Running Optimization
GraphMDO allows you to run optimization tasks either locally using the Python API or remotely via microservices.
Using Microservices
The microservices architecture decouples the graph management, execution, and optimization logic.
1. Start Services
Ensure all services are running:
docker-compose up -d
2. Define Problem (Graph Service)
Use the Graph Service API to build your problem graph.
# Clear Graph
curl -X POST http://localhost:8001/clear
# Add Variables
curl -X POST http://localhost:8001/variables -d '{"name": "x", "lower": 0.0, "upper": 10.0}' -H "Content-Type: application/json"
curl -X POST http://localhost:8001/variables -d '{"name": "y", "lower": 0.0, "upper": 10.0}' -H "Content-Type: application/json"
curl -X POST http://localhost:8001/variables -d '{"name": "f_xy"}' -H "Content-Type: application/json"
# Add Tool
curl -X POST http://localhost:8001/tools -d '{"name": "Paraboloid"}' -H "Content-Type: application/json"
# Connect
curl -X POST http://localhost:8001/connections/input -d '{"source": "x", "target": "Paraboloid"}' -H "Content-Type: application/json"
curl -X POST http://localhost:8001/connections/input -d '{"source": "y", "target": "Paraboloid"}' -H "Content-Type: application/json"
curl -X POST http://localhost:8001/connections/output -d '{"source": "Paraboloid", "target": "f_xy"}' -H "Content-Type: application/json"
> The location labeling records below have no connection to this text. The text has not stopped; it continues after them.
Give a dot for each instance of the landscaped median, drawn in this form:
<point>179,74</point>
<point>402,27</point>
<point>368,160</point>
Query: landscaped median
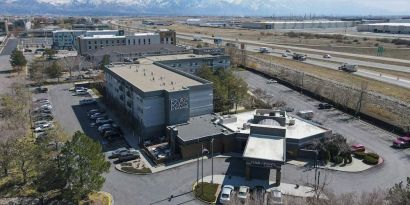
<point>100,198</point>
<point>206,192</point>
<point>133,167</point>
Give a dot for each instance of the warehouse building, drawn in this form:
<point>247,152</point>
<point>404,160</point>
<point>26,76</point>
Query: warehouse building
<point>298,24</point>
<point>153,94</point>
<point>394,28</point>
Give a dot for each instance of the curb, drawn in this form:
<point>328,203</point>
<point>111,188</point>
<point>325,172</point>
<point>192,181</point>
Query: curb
<point>117,168</point>
<point>207,202</point>
<point>110,198</point>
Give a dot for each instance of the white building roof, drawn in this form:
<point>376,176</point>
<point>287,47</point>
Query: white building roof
<point>265,147</point>
<point>301,129</point>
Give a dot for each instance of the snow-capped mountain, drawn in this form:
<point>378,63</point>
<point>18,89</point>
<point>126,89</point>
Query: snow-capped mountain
<point>203,7</point>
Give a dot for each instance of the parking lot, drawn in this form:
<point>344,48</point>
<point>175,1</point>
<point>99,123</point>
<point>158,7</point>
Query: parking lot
<point>72,116</point>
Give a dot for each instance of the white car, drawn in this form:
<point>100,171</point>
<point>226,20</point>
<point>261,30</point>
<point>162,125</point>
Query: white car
<point>277,197</point>
<point>87,101</point>
<point>226,194</point>
<point>243,193</point>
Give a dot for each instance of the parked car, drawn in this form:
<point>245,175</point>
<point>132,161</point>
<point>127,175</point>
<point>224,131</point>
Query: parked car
<point>94,111</point>
<point>226,194</point>
<point>87,101</point>
<point>100,122</point>
<point>357,148</point>
<point>124,153</point>
<point>97,115</point>
<point>126,158</point>
<point>323,106</point>
<point>243,193</point>
<point>402,142</point>
<point>277,197</point>
<point>305,114</point>
<point>81,92</point>
<point>327,56</point>
<point>270,81</point>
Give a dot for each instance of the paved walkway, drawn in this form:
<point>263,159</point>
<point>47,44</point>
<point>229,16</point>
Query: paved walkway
<point>356,165</point>
<point>286,189</point>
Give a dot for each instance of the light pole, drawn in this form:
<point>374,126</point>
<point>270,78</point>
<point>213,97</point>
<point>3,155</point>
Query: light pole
<point>212,161</point>
<point>203,151</point>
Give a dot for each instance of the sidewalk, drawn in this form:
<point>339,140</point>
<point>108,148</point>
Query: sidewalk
<point>356,165</point>
<point>286,189</point>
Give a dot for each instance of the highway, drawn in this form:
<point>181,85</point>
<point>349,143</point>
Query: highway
<point>334,63</point>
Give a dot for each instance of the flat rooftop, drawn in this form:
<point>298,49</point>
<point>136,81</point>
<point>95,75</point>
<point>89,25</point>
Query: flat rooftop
<point>199,127</point>
<point>265,147</point>
<point>101,36</point>
<point>301,129</point>
<point>149,77</point>
<point>178,57</point>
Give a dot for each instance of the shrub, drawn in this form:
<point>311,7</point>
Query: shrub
<point>370,160</point>
<point>359,155</point>
<point>337,159</point>
<point>374,155</point>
3. Run Optimization (Optimization Service)
Send an optimization request. The Optimization Service will coordinate with the Execution Service (which runs the tool) and Graph Service (for schema).
curl -X POST http://localhost:8003/optimize \
-H "Content-Type: application/json" \
-d '{
"parameters": [
{"name": "x", "type": "range", "bounds": [0.0, 10.0]},
{"name": "y", "type": "range", "bounds": [0.0, 10.0]}
],
"objectives": [
{"name": "f_xy", "minimize": true}
],
"n_steps": 10
}'
You will receive a JSON response with the optimization history and best results.